Beer has struggled in recent years partly because its key customers, blue-collar males in their 20s, were battered by an economic downturn that hammered industries such as construction, the report said.
"If they're hit, we're hit disproportionately,'' David Almeida, vice president of sales at AB InBev's U.S. unit, told the newspaper. It has nearly a 50% market share, much of it on the back of its Budweiser and Bud Light brands.
Job numbers are still much worse than before the downturn, but improving. The unemployment rate for males 20 to 24 years old stood at 15.2% in August. The rate for men 25 to 34 fell to 8.3% in August, from 11.7% in 2009, according to the report, citing the Bureau of Labor Statistics.
Americans are branching out from traditional American lager to sample ales, porters and wheat beers from fast-growing small brewers.

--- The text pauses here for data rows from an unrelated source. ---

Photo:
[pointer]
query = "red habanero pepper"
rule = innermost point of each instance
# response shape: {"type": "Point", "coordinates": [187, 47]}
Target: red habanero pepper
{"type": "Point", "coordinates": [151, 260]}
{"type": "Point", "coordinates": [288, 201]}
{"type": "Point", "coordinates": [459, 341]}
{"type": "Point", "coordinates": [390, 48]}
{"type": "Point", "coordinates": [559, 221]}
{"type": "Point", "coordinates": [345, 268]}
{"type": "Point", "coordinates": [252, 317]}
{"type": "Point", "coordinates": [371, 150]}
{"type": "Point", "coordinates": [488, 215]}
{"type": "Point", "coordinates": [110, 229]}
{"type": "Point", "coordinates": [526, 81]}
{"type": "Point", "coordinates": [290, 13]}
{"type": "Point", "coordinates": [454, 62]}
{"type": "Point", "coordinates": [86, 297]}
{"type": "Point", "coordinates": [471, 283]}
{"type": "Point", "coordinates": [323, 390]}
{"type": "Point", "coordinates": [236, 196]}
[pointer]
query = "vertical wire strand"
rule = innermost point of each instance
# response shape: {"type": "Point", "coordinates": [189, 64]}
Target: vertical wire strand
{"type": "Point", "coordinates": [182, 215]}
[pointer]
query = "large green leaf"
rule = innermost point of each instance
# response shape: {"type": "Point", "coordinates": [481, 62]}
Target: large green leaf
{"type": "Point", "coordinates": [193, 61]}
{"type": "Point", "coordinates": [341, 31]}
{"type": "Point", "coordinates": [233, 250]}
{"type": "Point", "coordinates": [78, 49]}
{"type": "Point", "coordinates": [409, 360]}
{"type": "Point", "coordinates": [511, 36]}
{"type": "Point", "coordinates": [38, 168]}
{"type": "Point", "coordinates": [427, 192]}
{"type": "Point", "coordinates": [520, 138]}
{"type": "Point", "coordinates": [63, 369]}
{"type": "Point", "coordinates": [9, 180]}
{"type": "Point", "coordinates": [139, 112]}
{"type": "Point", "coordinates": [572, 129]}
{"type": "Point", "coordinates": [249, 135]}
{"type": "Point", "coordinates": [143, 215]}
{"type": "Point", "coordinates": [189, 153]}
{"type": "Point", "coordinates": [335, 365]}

The number of breweries in the United States topped 2,000 earlier this year for the first time since the late 19th century and another 1,300 are in planning stages, according to the Journal, citing the Brewers Association, which represents craft brewers.
Craft beer sales rose 12% in volume terms to 6 million barrels in the first half of 2012. The association estimated craft beer represented 6% of U.S. beer market by volume and 9% in dollar terms last year.
The move to craft-style beers could limit consumption even though it lifts profits in the $100 billion beer industry, the report said. In addition to charging higher prices, many specialty brews have a heavier taste and higher alcohol content than mainstream beers, making them less likely to be "guzzled."
"People will go out and pound Coronas or Miller Lites, but they'll sip craft beer,'' Mike Mazzoni, a longtime beer-industry consultant, told the paper.
MillerCoors is posting healthy growth in its biggest-selling brand, Coors Light. But it also has broadened distribution of small brands such as Henry Weinhard's, a Northwest brewer it owns, to tap growing thirst for IPAs and other niche beers. It recently rolled out Redd's, an apple-flavored ale, and Coco Breve, a malt beverage containing coconut water, in some markets.
"I think it's woken up a lot of folks who have not considered beer and is bringing them into the category,'' Tom Long, CEO at MillerCoors, told the Journal. It controls about a quarter of the U.S. market and still derives the bulk of its sales from Miller and Coors lagers.
Shipments of AB InBev's Bud Light, the country's top-selling beer brand, are rising for the first time in four years, lifted by the launch of Bud Light Platinum and Bud Light Lime-A-Rita to compete against liquor. Platinum is sweeter and has higher alcohol content than regular Bud Light. Lime-A-Rita tastes more like a margarita than a beer, said the report.
Big brewers are increasingly working the craft-beer craze. Anheuser-Busch's Goose Island (acquired last year) and Shock Top are both posting double-digit growth.
At MillerCoors, Blue Moon and Leinenkugel's are also posting double-digit growth.